Aún nos separaban de la casa consistorial unos quinientos metros a pie por callejuelas que serpenteaban en cuesta. Temeroso de alcanzar aquella meta no ya tarde, sino DEMASIADO tarde, quise apretar el paso, considerando que enfrentarme un desafío como aquél es el motivo por el que todos los días subo por las escaleras hasta mi domicilio en la sexta planta y corro por el monte austriaco los domingos que no llueve.
Pero mis padres no se pasan la vida dándole vueltas a esta clase de chorradas. Como cualquier persona en sus cabales, ellos eligen ascensor cuando tienen opción y no se comportan como cabras, así que a causa de la falta de práctica, aquella cuesta arriba comenzaba a ser DEMASIADO cuesta arriba para ellos.

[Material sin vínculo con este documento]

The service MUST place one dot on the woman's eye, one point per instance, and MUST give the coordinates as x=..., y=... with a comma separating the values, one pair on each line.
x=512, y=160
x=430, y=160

Pensé entonces en los desplazamientos que llevaba realizados desde el día anterior: el paseo de quince minutos entre mi casa y la estación de tren, el trayecto hacia el aeropuerto que incluyó transbordo en autobús porque la vía está en obras o algo así, el vuelo a Munich, las tres horas y media en el aeródromo alemán porque este año me toca vivir una interminable escala detrás de otra, el segundo vuelo, esta vez con destino Madrid, el trayecto en coche de madrugada hasta Valladolid porque mi hermano me hizo el favor de ir a buscarme a Barajas a una hora a la que tanto trenes como autobuses ya se habían ido a dormir, la conducción hasta Navalosa desde Valladolid con su churrasco, su arroz con leche y demás, y aquel último tramo a patita calle arriba. Casi nada.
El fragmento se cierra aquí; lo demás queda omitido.